Madrid. Ein Sieg, aber wieder keine ausreichende Mehrheit: Auch die Neuwahl am Sonntag dürfte Spaniens bisherigem sozialistischen Ministerpräsidenten Pedro Sánchez vermutlich nicht den erhofften Durchbruch bringen. Alle Umfragen sahen den 47-Jährigen zwar vorn, doch nicht stark genug, um allein eine Regierung bilden zu können. Damit droht die politische Hängepartie, die Spanien bereits seit Monaten lähmt, weiterzugehen.
Sánchez, der seit April nur noch geschäftsführend im Amt ist, müsste sich also wieder links oder auch rechts seiner sozialdemokratisch ausgerichteten PSOE Unterstützung suchen. Er braucht im Parlament eine Mehrheit, die eine Minderheits- oder eine Koalitionsregierung absegnen muss. Einen entsprechenden parlamentarischen Pakt hatte er bereits nach den Wahlen im April, die er mit einem ähnlichen Ergebnis gewonnen hatte, angestrebt – aber ohne Erfolg. Deswegen musste nun die Parlamentswahl wiederholt werden.
Die Wahlbeteiligung lag am Sonntagnachmittag deutlich unter jener der vergangenen Wahl im April. Bis 14 Uhr gaben nach offiziellen Angaben 37,9 Prozent der Berechtigten ihre Stimme ab – knapp vier Prozentpunkte weniger als beim letzten Urnengang. Soziologen hatten davor gewarnt, dass diese Wahlwiederholung die Zahl der Stimmverweigerer in die Höhe treiben könnte. Die Zahl der Briefwähler ist bereits um 26 Prozent eingebrochen. Bei der Wahl vor sechs Monaten beteiligten sich fast 72 Prozent der Stimmberechtigten.
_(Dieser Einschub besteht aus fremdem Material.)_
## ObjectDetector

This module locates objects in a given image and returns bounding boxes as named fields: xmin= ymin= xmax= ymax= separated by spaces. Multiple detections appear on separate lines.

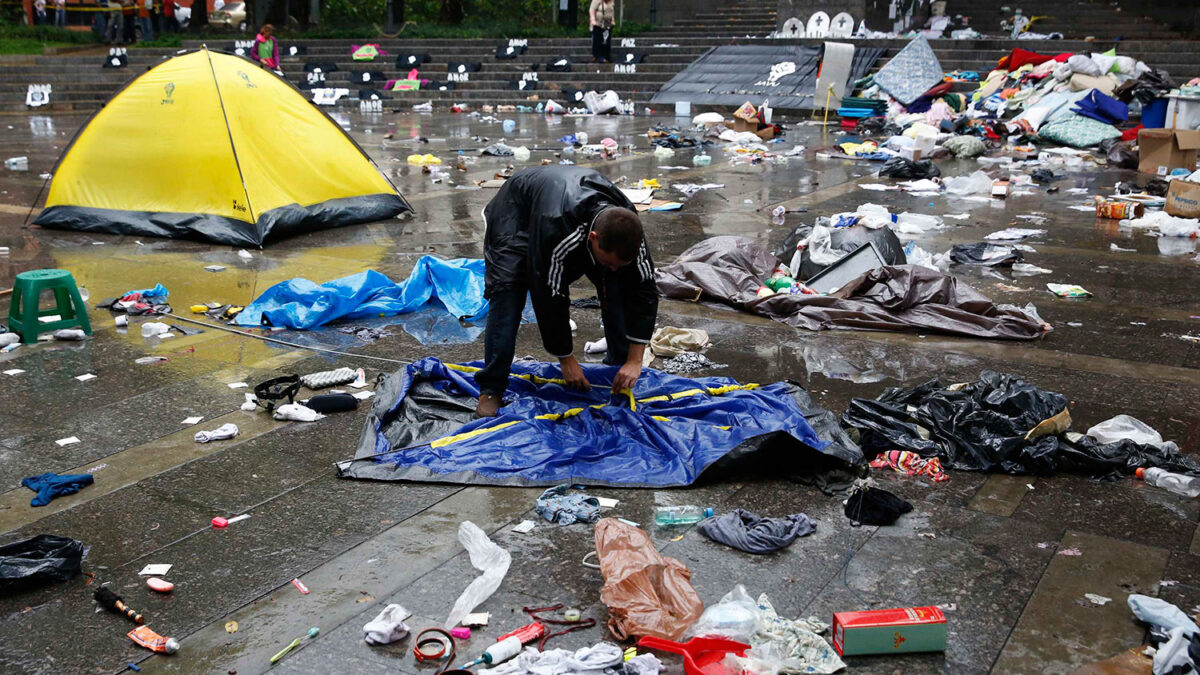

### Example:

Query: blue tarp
xmin=338 ymin=358 xmax=862 ymax=488
xmin=236 ymin=256 xmax=487 ymax=330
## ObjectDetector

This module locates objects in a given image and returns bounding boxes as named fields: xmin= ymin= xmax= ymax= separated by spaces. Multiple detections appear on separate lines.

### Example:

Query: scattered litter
xmin=1046 ymin=283 xmax=1092 ymax=298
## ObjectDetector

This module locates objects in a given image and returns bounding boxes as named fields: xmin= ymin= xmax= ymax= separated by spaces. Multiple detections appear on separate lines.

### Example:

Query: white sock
xmin=275 ymin=404 xmax=325 ymax=422
xmin=362 ymin=604 xmax=413 ymax=645
xmin=196 ymin=422 xmax=238 ymax=443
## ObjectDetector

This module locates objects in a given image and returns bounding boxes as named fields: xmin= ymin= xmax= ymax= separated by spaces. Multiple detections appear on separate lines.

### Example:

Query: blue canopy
xmin=236 ymin=256 xmax=487 ymax=330
xmin=338 ymin=358 xmax=862 ymax=488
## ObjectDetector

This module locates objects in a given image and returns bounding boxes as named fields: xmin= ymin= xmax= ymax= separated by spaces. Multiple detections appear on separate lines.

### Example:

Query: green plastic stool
xmin=8 ymin=269 xmax=91 ymax=345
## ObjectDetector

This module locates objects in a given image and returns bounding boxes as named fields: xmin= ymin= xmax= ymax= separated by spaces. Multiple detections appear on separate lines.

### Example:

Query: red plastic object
xmin=637 ymin=638 xmax=750 ymax=675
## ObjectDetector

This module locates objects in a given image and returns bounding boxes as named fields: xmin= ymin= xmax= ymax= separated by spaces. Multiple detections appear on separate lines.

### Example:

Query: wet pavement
xmin=0 ymin=114 xmax=1200 ymax=674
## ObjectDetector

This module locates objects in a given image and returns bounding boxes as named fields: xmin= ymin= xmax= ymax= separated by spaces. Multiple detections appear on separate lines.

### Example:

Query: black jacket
xmin=484 ymin=166 xmax=659 ymax=357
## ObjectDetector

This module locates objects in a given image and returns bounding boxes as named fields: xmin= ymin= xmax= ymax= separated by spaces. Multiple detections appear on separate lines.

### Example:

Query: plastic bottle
xmin=654 ymin=506 xmax=713 ymax=525
xmin=1134 ymin=468 xmax=1200 ymax=497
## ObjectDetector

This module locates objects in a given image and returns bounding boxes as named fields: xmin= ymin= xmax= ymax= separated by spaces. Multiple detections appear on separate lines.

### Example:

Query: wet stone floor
xmin=0 ymin=107 xmax=1200 ymax=674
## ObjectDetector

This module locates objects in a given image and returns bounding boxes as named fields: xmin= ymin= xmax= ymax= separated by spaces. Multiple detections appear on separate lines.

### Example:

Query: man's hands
xmin=558 ymin=354 xmax=592 ymax=392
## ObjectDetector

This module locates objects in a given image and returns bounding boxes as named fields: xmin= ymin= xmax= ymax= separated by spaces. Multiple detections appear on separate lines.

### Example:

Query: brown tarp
xmin=656 ymin=237 xmax=1044 ymax=340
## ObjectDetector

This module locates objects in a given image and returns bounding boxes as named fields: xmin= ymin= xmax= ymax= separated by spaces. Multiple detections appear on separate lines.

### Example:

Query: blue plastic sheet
xmin=340 ymin=358 xmax=862 ymax=488
xmin=236 ymin=256 xmax=487 ymax=330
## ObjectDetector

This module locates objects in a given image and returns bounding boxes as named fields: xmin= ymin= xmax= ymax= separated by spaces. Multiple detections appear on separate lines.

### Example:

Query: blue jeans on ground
xmin=475 ymin=273 xmax=629 ymax=396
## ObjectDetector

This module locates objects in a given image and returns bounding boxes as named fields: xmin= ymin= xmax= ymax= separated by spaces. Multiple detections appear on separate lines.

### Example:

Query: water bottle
xmin=654 ymin=506 xmax=713 ymax=526
xmin=1134 ymin=468 xmax=1200 ymax=497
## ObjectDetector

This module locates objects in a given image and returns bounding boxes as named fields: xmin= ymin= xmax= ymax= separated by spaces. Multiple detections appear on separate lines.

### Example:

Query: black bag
xmin=0 ymin=534 xmax=83 ymax=596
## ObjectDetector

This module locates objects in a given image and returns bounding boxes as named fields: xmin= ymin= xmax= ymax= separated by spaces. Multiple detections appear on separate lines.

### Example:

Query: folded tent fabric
xmin=338 ymin=357 xmax=863 ymax=488
xmin=655 ymin=237 xmax=1044 ymax=340
xmin=236 ymin=256 xmax=487 ymax=330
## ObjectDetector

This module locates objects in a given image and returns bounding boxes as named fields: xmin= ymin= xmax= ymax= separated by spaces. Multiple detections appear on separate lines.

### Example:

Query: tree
xmin=438 ymin=0 xmax=467 ymax=24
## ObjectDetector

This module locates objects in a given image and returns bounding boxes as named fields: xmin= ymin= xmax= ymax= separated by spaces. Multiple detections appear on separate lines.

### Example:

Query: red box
xmin=833 ymin=607 xmax=946 ymax=656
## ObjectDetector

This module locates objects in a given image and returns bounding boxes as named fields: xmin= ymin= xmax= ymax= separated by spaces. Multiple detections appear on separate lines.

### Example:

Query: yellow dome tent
xmin=34 ymin=49 xmax=410 ymax=247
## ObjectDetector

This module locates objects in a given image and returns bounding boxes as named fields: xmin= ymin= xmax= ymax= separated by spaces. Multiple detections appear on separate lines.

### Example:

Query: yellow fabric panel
xmin=46 ymin=52 xmax=250 ymax=221
xmin=210 ymin=53 xmax=395 ymax=217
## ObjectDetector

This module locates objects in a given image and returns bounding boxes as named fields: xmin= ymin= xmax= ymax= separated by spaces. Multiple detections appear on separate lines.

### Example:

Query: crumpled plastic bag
xmin=595 ymin=518 xmax=704 ymax=640
xmin=445 ymin=520 xmax=512 ymax=631
xmin=1087 ymin=414 xmax=1163 ymax=448
xmin=688 ymin=584 xmax=762 ymax=644
xmin=0 ymin=534 xmax=84 ymax=596
xmin=942 ymin=169 xmax=991 ymax=197
xmin=942 ymin=136 xmax=988 ymax=160
xmin=650 ymin=325 xmax=709 ymax=358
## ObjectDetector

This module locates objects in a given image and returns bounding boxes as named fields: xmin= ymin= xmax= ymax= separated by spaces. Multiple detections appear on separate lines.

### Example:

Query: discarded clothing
xmin=338 ymin=358 xmax=862 ymax=486
xmin=480 ymin=643 xmax=628 ymax=675
xmin=743 ymin=593 xmax=846 ymax=675
xmin=845 ymin=488 xmax=912 ymax=526
xmin=871 ymin=450 xmax=950 ymax=483
xmin=196 ymin=422 xmax=238 ymax=443
xmin=655 ymin=237 xmax=1044 ymax=341
xmin=20 ymin=473 xmax=95 ymax=506
xmin=950 ymin=243 xmax=1025 ymax=267
xmin=659 ymin=352 xmax=727 ymax=375
xmin=696 ymin=508 xmax=817 ymax=554
xmin=236 ymin=256 xmax=487 ymax=330
xmin=842 ymin=370 xmax=1200 ymax=478
xmin=362 ymin=604 xmax=413 ymax=645
xmin=0 ymin=534 xmax=83 ymax=596
xmin=534 ymin=485 xmax=600 ymax=525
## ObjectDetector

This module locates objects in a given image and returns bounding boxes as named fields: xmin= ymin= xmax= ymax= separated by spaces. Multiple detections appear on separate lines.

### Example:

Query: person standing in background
xmin=588 ymin=0 xmax=617 ymax=64
xmin=250 ymin=24 xmax=280 ymax=71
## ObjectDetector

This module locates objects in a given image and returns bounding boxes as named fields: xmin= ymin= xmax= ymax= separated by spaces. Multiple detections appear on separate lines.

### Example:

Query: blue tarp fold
xmin=338 ymin=358 xmax=862 ymax=488
xmin=236 ymin=256 xmax=487 ymax=330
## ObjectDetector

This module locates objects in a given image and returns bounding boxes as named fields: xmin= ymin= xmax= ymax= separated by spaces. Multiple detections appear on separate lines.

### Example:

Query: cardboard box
xmin=1165 ymin=179 xmax=1200 ymax=217
xmin=833 ymin=607 xmax=946 ymax=656
xmin=1138 ymin=129 xmax=1200 ymax=175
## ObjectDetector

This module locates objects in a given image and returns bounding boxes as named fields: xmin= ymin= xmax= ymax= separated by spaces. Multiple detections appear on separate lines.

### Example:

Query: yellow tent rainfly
xmin=35 ymin=49 xmax=410 ymax=247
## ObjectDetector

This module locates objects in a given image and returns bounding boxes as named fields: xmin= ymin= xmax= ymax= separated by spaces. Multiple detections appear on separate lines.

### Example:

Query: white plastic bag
xmin=688 ymin=584 xmax=762 ymax=643
xmin=1087 ymin=414 xmax=1163 ymax=448
xmin=942 ymin=171 xmax=991 ymax=197
xmin=445 ymin=520 xmax=512 ymax=631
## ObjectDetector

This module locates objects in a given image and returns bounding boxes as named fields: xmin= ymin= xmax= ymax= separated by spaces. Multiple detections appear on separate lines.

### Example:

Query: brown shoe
xmin=475 ymin=394 xmax=500 ymax=418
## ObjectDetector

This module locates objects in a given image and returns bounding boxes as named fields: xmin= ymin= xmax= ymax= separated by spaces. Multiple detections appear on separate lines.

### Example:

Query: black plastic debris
xmin=0 ymin=534 xmax=83 ymax=596
xmin=844 ymin=488 xmax=912 ymax=526
xmin=842 ymin=370 xmax=1200 ymax=478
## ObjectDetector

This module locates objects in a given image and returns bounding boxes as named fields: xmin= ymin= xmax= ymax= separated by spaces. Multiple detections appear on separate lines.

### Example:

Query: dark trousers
xmin=475 ymin=275 xmax=629 ymax=396
xmin=592 ymin=26 xmax=612 ymax=61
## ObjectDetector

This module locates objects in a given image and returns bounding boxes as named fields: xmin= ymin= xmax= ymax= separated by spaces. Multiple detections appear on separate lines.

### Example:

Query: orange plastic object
xmin=637 ymin=638 xmax=750 ymax=675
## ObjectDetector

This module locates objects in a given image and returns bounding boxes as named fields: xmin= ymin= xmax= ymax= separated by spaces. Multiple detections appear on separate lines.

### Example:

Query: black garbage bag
xmin=841 ymin=370 xmax=1070 ymax=474
xmin=0 ymin=534 xmax=83 ymax=596
xmin=796 ymin=225 xmax=908 ymax=279
xmin=1100 ymin=138 xmax=1138 ymax=169
xmin=880 ymin=157 xmax=942 ymax=180
xmin=950 ymin=241 xmax=1025 ymax=267
xmin=844 ymin=488 xmax=912 ymax=526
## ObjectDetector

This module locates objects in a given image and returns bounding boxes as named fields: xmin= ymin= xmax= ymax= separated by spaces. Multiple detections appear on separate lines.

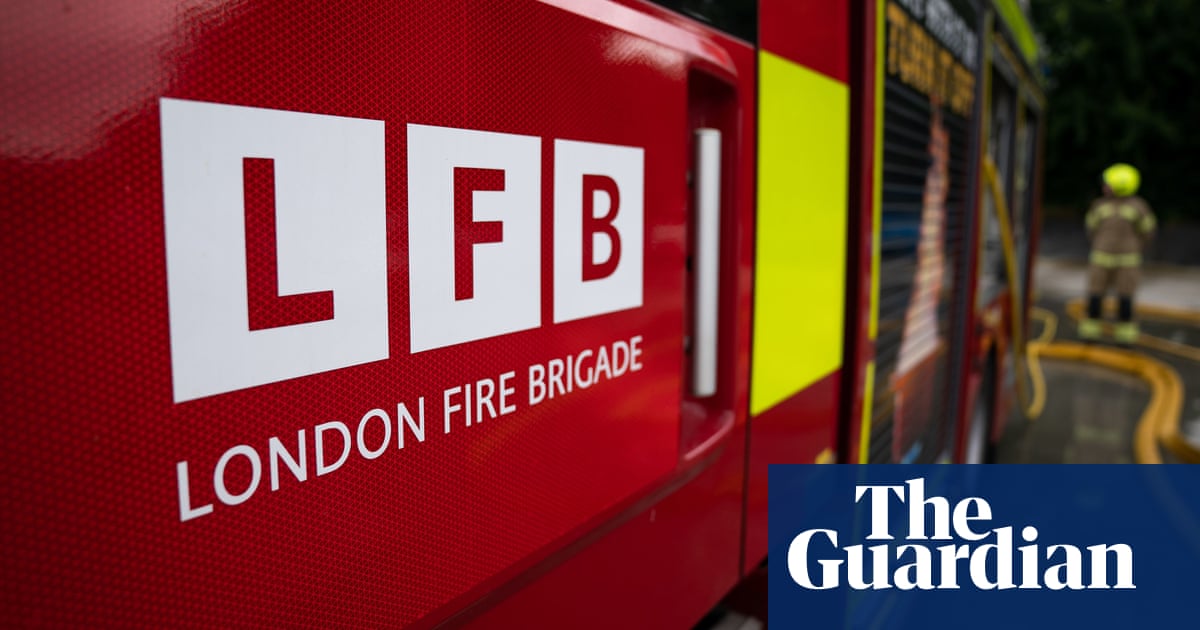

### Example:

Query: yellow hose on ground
xmin=1067 ymin=300 xmax=1200 ymax=361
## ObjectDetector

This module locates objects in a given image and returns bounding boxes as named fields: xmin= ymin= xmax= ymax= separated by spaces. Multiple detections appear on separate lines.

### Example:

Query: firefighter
xmin=1079 ymin=159 xmax=1154 ymax=344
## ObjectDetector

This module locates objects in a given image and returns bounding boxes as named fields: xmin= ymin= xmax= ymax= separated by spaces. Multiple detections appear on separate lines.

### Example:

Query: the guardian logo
xmin=787 ymin=479 xmax=1136 ymax=590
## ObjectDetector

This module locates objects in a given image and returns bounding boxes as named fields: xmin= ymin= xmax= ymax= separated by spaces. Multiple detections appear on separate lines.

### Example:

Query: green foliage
xmin=1032 ymin=0 xmax=1200 ymax=218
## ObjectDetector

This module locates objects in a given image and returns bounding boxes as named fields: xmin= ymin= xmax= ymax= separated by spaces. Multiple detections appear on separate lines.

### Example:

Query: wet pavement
xmin=996 ymin=259 xmax=1200 ymax=463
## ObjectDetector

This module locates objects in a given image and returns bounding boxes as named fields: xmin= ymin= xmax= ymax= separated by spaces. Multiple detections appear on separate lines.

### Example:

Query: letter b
xmin=554 ymin=140 xmax=646 ymax=323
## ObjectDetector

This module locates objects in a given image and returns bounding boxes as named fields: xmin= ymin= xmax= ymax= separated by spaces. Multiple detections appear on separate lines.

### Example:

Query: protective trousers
xmin=1079 ymin=254 xmax=1140 ymax=343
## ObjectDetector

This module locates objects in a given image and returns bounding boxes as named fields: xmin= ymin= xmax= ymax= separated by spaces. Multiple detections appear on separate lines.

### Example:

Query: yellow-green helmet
xmin=1100 ymin=164 xmax=1141 ymax=197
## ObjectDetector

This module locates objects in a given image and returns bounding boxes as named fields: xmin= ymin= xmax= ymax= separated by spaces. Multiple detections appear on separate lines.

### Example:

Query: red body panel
xmin=0 ymin=1 xmax=754 ymax=626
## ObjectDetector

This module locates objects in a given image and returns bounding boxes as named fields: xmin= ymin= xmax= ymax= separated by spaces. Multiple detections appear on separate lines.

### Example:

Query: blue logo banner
xmin=768 ymin=464 xmax=1200 ymax=630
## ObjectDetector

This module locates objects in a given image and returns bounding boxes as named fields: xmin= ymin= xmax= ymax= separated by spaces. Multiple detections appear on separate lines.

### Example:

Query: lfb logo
xmin=160 ymin=98 xmax=644 ymax=402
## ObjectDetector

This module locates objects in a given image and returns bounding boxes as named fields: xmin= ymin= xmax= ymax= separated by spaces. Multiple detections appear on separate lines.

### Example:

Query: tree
xmin=1032 ymin=0 xmax=1200 ymax=218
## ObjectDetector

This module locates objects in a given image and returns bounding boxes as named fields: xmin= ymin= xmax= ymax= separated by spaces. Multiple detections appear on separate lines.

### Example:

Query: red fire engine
xmin=0 ymin=0 xmax=1043 ymax=628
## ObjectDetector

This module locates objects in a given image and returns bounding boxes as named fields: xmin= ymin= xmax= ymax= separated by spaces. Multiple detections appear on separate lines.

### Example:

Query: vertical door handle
xmin=691 ymin=127 xmax=721 ymax=398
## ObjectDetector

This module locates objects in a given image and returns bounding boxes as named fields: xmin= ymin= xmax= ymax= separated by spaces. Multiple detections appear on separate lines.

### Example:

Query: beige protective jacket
xmin=1086 ymin=196 xmax=1154 ymax=269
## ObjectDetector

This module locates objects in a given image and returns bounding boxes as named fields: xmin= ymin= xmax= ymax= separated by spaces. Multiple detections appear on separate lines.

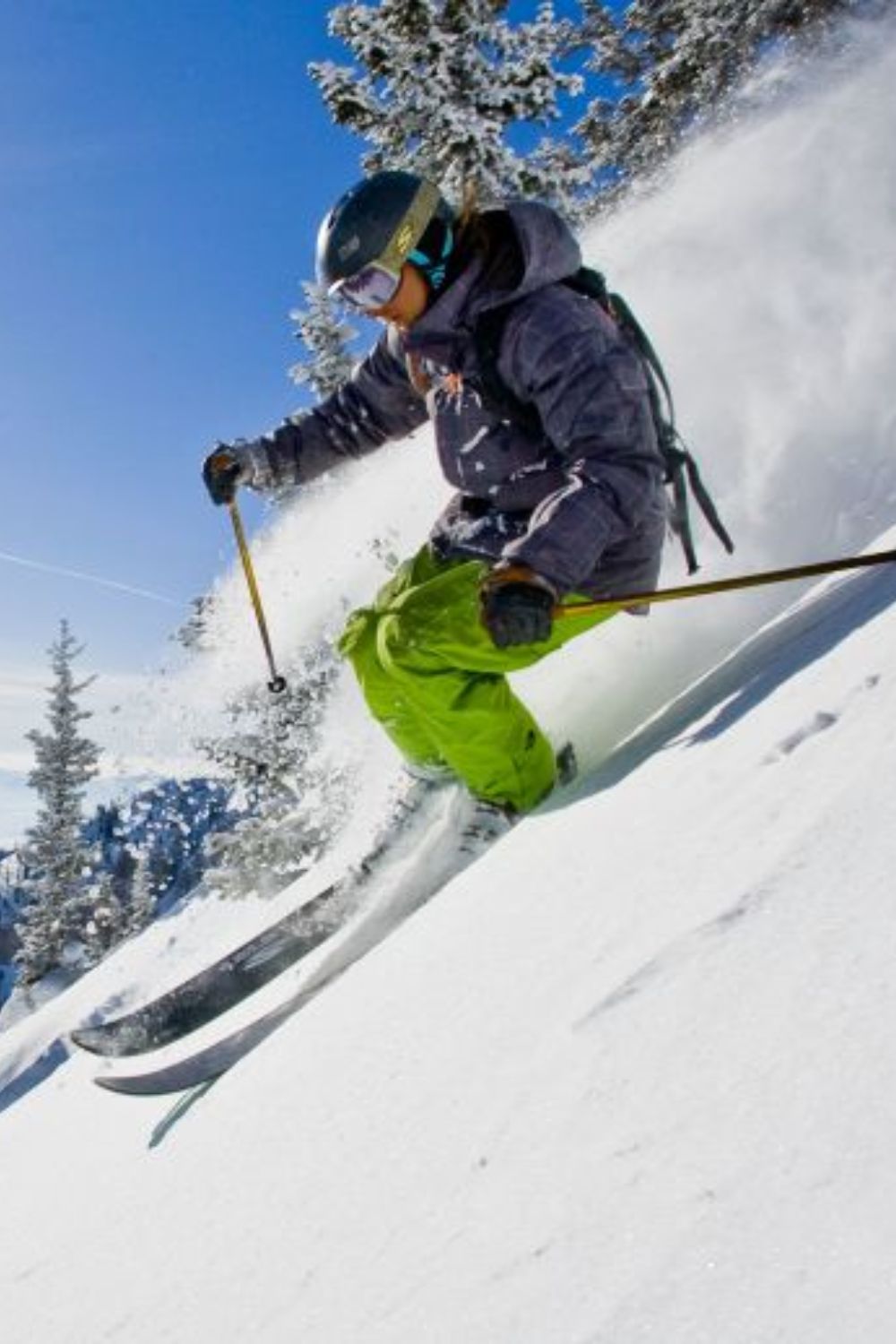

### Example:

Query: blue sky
xmin=0 ymin=0 xmax=601 ymax=672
Das Votum am Sonntag war die vierte Parlamentswahl in den letzten vier Jahren. Seit Ende 2015 wird Spanien von wackeligen Minderheitskabinetten regiert. Bis Mai 2018 war die Volkspartei PP am Ruder. Dann kam per Misstrauensvotum der Sozialist Sánchez an die Macht. Bei der Wahl im April kam die PSOE auf knapp 29 Prozent der Stimmen. Die Ausgangslage bei der politischen Partnersuche dürfte diesmal noch schwieriger sein – denn erwartet wurde zuletzt, dass sich die konservativen Parteien leicht erholen dürften. Der zweite Unsicherheitsfaktor ist die rechtspopulistische Partei Vox, die – je nach endgültigem Wahlergebnis – sogar zur drittstärksten Kraft im Parlament aufsteigen könnte.
Katalonien im Mittelpunkt
Der Wahlkampf war von der Katalonien-Krise bestimmt worden. Sozialisten und Konservative warfen sich gegenseitig vor, bei der Lösung des Unabhängigkeitskonflikts versagt zu haben. Die Debatte um die Zukunft Kataloniens wurde zuletzt durch die Verurteilung von mehreren Separatistenführern zu Gefängnisstrafen angefacht. (rs)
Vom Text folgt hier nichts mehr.